Note for triage. Composite keys are known to be slower. I am able to reproduce this with a warm query against SQL Server on my machine. I get 5.7 seconds for loading a million million entities with a simple key, and 9.7 seconds with a composite key. Test code below.

public class TestTable
{
    public int NumberField { get; set; }
    public byte[] BytesField { get; set; }
    public int AnotherField { get; set; }
}

public class BloggingContext : DbContext
{
    protected override void OnConfiguring(DbContextOptionsBuilder optionsBuilder)
    {
        optionsBuilder
            .UseSqlServer(@"Server=(localdb)\mssqllocaldb;Database=Test;ConnectRetryCount=0");
    }

    protected override void OnModelCreating(ModelBuilder modelBuilder)
    {
        modelBuilder.Entity<TestTable>(entity =>
        {
            entity.HasKey(e => new { e.NumberField, e.BytesField });
            //entity.HasKey(e => e.NumberField);

            entity.ToTable("testTable");

            entity.Property(e => e.NumberField)
                .ValueGeneratedNever()
                .HasColumnName("numberField");

            entity.Property(e => e.BytesField)
                .HasColumnName("bytesField");

            entity.Property(e => e.AnotherField)
                .HasColumnName("anotherField");
        });
    }
}

public class Program
{
    public static void Main()
    {
        using (var context = new BloggingContext())
        {
            context.Database.EnsureDeleted();
            context.Database.EnsureCreated();

            var entities = new List<TestTable>();

            for (var i = 1; i <= 1000000; i++)
            {
                entities.Add(new TestTable {NumberField = i, BytesField = new byte[] {0, 11, (byte) (i % 256), 77}});
            }

            Console.WriteLine("Seeding...");

            context.AddRange(entities);

            context.SaveChanges();

            Console.WriteLine("Priming query cache...");

            var results = context.Set<TestTable>().ToArray();
        }

        using (var context = new BloggingContext())
        {
            var _ = context.Model;

            Console.WriteLine("Loading...");

            var timer = Stopwatch.StartNew();

            var results = context.Set<TestTable>().ToArray();

            timer.Stop();

            Console.WriteLine($"Done in {timer.ElapsedMilliseconds}ms");
        }
    }
}
NaNgets commented 5 years ago

@ajcvickers thank you very much.

Is there any recommended way to use a table if I have multiple primary keys?

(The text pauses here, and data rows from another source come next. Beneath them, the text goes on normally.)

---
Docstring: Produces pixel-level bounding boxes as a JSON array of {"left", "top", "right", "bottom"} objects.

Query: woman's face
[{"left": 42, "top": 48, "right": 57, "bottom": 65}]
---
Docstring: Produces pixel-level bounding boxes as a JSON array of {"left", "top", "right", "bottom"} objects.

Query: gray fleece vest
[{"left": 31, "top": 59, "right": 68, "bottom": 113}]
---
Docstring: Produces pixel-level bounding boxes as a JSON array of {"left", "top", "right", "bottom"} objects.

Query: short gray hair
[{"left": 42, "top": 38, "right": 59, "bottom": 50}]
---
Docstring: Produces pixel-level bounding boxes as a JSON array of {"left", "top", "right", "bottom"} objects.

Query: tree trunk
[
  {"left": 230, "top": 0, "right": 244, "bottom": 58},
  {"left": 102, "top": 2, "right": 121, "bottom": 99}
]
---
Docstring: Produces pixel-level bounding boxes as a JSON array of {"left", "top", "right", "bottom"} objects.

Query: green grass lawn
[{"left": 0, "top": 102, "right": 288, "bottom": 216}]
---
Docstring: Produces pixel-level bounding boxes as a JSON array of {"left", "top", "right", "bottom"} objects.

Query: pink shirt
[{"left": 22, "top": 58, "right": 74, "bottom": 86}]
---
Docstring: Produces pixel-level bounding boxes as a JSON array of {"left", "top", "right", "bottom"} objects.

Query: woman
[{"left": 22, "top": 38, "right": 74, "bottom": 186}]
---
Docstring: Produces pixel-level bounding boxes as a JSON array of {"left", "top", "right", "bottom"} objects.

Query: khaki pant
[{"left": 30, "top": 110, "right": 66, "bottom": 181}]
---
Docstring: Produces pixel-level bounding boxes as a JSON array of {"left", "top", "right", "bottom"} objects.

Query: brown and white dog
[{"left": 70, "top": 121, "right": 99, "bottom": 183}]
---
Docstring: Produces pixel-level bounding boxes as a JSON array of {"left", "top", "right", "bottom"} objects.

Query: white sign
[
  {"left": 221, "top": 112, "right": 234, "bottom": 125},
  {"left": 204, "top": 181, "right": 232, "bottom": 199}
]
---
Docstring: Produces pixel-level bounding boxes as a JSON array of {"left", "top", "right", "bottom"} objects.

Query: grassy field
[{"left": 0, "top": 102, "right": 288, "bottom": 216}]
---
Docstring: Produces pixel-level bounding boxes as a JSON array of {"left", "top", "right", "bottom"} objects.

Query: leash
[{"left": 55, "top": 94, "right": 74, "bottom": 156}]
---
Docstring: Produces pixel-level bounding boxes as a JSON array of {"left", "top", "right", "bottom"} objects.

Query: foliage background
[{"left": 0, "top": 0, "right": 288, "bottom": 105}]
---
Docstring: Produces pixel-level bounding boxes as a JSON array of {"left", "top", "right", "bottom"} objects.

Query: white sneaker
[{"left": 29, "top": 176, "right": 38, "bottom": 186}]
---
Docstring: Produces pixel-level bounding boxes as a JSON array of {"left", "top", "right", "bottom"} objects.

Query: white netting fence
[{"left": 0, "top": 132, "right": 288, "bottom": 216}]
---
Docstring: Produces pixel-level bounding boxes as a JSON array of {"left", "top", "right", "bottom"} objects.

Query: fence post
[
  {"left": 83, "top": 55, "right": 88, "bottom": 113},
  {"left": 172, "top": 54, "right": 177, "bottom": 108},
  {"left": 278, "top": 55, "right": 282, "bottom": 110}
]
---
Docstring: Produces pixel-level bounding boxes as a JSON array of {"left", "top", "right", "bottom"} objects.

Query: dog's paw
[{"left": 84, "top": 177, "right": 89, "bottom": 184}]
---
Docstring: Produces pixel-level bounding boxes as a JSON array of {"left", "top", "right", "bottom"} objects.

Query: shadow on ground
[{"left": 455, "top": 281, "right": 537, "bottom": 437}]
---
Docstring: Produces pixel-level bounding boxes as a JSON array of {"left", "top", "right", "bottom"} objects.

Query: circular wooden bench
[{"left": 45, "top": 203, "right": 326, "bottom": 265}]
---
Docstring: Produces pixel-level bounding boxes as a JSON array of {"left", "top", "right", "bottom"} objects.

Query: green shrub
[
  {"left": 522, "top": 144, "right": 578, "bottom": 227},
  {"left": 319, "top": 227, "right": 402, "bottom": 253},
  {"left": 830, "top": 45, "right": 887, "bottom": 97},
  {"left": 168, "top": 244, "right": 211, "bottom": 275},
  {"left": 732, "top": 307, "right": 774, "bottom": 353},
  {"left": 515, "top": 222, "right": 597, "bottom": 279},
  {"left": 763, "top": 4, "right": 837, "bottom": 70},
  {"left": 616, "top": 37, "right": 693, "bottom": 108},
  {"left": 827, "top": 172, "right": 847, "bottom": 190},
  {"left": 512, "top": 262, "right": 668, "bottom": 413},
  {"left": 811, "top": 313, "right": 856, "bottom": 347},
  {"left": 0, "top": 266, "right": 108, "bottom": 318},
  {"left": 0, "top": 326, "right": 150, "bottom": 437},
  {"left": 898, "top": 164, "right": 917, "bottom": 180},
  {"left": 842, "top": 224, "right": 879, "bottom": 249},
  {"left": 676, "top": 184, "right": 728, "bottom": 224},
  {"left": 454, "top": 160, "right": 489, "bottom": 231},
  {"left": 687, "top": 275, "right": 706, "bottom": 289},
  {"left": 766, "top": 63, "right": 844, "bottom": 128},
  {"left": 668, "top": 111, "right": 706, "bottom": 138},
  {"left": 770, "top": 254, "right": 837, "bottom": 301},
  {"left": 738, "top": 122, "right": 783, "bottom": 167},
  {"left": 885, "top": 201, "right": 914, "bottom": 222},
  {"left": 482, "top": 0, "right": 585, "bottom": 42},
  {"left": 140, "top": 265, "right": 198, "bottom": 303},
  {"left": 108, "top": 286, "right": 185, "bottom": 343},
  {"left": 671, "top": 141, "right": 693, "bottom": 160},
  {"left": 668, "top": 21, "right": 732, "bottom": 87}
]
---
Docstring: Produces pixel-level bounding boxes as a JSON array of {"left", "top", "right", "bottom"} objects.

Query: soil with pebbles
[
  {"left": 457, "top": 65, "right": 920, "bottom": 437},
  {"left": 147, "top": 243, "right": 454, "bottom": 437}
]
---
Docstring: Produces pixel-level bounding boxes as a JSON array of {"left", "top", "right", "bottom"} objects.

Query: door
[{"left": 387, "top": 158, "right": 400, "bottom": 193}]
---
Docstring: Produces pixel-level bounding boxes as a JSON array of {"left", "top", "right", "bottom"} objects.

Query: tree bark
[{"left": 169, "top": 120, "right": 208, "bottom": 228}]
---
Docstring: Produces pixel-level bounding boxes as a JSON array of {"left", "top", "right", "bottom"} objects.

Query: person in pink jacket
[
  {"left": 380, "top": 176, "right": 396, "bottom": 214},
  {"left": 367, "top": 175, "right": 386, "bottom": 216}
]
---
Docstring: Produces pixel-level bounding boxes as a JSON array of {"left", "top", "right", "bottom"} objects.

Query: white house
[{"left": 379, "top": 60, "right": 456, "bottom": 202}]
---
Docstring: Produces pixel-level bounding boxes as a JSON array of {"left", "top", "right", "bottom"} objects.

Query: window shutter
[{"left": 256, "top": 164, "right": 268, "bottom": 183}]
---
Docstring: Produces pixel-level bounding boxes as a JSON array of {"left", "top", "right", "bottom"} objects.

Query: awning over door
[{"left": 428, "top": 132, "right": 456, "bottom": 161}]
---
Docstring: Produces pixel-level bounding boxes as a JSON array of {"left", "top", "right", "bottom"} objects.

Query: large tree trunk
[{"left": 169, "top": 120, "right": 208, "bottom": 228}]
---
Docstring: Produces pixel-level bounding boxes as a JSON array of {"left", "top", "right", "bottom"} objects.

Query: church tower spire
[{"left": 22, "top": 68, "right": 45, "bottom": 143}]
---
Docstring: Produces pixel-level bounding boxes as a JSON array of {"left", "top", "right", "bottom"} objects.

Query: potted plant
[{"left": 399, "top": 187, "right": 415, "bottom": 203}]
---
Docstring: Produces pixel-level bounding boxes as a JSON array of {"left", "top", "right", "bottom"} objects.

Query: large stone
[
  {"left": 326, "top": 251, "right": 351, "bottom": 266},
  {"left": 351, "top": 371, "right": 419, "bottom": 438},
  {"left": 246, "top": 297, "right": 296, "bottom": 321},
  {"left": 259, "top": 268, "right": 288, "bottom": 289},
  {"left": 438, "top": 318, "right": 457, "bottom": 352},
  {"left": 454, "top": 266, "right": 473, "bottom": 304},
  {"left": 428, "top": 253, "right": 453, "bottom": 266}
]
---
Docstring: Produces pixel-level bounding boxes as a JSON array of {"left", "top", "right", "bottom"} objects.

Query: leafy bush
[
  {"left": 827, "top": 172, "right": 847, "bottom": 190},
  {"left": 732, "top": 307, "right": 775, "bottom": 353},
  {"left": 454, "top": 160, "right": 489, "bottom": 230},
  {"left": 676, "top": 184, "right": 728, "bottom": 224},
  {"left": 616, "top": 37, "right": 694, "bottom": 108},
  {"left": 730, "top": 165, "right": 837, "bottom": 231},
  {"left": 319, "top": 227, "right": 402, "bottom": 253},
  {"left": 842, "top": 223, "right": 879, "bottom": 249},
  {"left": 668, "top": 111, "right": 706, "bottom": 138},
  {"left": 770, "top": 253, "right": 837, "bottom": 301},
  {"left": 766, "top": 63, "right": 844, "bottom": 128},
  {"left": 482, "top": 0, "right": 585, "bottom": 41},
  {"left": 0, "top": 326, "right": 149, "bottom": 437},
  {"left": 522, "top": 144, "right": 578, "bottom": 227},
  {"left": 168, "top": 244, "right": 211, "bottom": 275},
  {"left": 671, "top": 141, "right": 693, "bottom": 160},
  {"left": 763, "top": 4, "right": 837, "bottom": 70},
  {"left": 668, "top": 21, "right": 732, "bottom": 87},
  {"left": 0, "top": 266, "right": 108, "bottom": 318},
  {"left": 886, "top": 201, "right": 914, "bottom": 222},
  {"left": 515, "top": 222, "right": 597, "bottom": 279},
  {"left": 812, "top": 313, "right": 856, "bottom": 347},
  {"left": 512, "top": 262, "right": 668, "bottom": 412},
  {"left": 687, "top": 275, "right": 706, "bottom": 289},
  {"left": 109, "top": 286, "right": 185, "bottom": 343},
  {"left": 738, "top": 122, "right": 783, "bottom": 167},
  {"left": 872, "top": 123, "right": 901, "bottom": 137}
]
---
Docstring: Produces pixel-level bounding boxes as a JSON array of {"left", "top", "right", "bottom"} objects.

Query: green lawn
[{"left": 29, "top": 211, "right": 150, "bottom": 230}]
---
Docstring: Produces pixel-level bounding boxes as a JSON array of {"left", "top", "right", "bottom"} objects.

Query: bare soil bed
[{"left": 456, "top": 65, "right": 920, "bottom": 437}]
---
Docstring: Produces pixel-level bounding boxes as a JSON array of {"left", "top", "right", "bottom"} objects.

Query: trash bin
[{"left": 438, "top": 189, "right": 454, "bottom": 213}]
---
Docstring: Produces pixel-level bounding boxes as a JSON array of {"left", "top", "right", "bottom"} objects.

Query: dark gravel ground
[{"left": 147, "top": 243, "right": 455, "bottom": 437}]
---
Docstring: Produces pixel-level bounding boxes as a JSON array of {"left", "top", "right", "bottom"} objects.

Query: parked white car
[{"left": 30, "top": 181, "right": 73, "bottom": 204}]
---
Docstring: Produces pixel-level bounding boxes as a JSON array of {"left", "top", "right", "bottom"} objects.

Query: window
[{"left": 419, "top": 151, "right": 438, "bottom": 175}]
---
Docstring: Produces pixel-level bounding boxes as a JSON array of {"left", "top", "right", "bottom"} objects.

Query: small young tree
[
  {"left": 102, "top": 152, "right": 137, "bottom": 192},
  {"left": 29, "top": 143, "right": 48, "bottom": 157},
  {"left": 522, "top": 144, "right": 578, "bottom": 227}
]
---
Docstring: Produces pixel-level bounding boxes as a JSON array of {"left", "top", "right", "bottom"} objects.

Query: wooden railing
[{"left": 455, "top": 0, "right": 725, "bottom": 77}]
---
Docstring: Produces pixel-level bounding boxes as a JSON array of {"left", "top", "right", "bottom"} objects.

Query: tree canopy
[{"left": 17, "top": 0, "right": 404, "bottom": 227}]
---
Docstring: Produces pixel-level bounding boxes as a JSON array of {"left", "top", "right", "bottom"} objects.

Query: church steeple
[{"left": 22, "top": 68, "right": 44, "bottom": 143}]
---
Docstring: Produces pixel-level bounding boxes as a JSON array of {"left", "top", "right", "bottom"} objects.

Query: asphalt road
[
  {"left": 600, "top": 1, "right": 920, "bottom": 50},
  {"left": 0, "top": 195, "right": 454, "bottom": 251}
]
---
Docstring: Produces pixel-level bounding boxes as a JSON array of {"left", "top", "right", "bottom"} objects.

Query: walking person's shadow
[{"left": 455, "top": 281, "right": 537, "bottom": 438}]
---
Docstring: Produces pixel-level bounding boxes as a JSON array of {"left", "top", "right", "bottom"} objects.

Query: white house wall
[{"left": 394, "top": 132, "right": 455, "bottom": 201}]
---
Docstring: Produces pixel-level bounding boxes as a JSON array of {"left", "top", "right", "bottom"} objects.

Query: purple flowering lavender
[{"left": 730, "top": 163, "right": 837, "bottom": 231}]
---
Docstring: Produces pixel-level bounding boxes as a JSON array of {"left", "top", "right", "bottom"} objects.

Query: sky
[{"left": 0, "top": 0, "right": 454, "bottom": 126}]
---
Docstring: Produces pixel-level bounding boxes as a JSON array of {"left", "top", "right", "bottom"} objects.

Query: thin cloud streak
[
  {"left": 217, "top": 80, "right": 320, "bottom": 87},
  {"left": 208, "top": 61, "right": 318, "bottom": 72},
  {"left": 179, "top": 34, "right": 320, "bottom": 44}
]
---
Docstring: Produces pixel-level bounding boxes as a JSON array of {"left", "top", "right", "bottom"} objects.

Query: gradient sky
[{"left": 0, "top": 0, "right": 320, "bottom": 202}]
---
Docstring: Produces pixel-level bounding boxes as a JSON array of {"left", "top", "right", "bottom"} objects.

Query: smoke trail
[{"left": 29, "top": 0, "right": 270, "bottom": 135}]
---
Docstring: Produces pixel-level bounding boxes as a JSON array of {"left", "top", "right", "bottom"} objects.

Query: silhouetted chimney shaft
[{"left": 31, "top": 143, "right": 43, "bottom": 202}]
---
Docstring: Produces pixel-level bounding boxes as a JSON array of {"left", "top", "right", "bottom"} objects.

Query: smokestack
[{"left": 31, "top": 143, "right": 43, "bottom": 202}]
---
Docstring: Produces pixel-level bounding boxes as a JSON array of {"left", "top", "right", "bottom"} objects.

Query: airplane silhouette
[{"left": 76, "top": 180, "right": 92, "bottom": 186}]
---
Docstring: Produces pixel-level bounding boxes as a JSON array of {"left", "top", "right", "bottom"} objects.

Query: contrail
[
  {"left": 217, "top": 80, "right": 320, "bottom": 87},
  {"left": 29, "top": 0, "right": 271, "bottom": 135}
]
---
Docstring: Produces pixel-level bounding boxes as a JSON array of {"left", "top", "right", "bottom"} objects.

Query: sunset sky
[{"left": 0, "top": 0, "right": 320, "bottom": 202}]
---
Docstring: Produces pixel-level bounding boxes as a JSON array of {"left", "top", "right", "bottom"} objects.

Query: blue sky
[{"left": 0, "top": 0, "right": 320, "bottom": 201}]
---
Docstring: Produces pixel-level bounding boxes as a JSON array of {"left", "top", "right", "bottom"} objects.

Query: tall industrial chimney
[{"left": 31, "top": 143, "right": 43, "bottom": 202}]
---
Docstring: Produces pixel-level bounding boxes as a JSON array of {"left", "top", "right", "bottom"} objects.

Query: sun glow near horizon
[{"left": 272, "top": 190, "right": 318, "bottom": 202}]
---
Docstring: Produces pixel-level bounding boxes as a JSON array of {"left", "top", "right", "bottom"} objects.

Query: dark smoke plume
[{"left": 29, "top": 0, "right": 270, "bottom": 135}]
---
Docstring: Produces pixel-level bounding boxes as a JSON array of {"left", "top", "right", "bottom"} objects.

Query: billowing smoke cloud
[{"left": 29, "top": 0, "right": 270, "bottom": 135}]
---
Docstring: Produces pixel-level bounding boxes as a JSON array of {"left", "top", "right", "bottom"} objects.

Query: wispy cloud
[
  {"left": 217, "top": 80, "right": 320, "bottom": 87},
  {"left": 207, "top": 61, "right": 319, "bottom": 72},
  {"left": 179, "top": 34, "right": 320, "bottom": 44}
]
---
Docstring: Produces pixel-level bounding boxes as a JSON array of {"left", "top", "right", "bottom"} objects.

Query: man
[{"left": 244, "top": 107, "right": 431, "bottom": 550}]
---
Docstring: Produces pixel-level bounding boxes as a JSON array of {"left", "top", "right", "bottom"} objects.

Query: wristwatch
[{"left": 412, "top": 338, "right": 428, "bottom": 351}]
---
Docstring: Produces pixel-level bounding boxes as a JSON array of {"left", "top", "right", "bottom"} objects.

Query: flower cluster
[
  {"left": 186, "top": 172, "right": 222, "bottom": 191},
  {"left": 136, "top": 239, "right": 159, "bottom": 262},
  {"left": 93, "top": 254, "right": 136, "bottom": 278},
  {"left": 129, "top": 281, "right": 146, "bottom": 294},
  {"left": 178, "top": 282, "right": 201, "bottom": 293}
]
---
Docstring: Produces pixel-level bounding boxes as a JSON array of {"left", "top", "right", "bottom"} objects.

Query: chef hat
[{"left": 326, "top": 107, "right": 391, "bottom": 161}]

ajcvickers commented 5 years ago

@NaNgets You mean to make it faster? If so, no not really. Composite keys are just slower at the moment.

NaNgets commented 5 years ago

Ok, however, it's not just slower. In that specific case - it creates a massive wait (load) on the server. On the EntityFramework 6 it works very well.

Is there any way to not create that wait? Either by rewriting a specific section (I'd be happy to submit a PR if it's something I can understand and do) or any recommendation to use it otherwise, e.g. with indexes instead of keys or any workaround? I.E If I have multiple PKs in my table - the recommended pattern is to use a composite key, or should I something else e.g. a single key with indexes\unique on the composite key?

Thanks.

ajcvickers commented 5 years ago

What numbers are you seeing? Are they significantly different from the numbers I posted in terms of relative performance?

NaNgets commented 5 years ago

As I said, I'm talking about a load in the MySQL called "wait/io/socket/sql/client_connection". I monitor my DB instance and on a normal day (when I use the EF6) that wait is never more than 0.1, but if I use the EFCore that wait can get up to 200. On a linux server which has 8 CPUs, the waits\loads in total should be preferred to be less than the number of CPUs, so a single wait with a value of 200 is too much...

As said, when I use AsNoTracking or select the properties (instead of selecting the entities) - the wait isn't spiked.

(For your question - yes, it does take more time, but my MAIN problem is the waits that it causes to the server regarding connections).

ajcvickers commented 5 years ago

@NaNgets Thanks for the info. We'll discuss, but it's unlikely anything can be done here in the short term.

With regard to using composite keys, you certainly shouldn't use them unless they are needed. They are typically only needed when the value from a single column does not uniquely identify an entity instance.

NaNgets commented 5 years ago

Thank you very much for your time :)

ajcvickers commented 5 years ago

We discussed this and we don't have the expertise with MySQL to be able to determine whether there is something specific that is causing the waits that you are describing. I suspect this will need debugging by someone who is an expert in MySQL. However, putting this on the backlog to track the performance difference between simple and composite keys that the repo code demonstrates.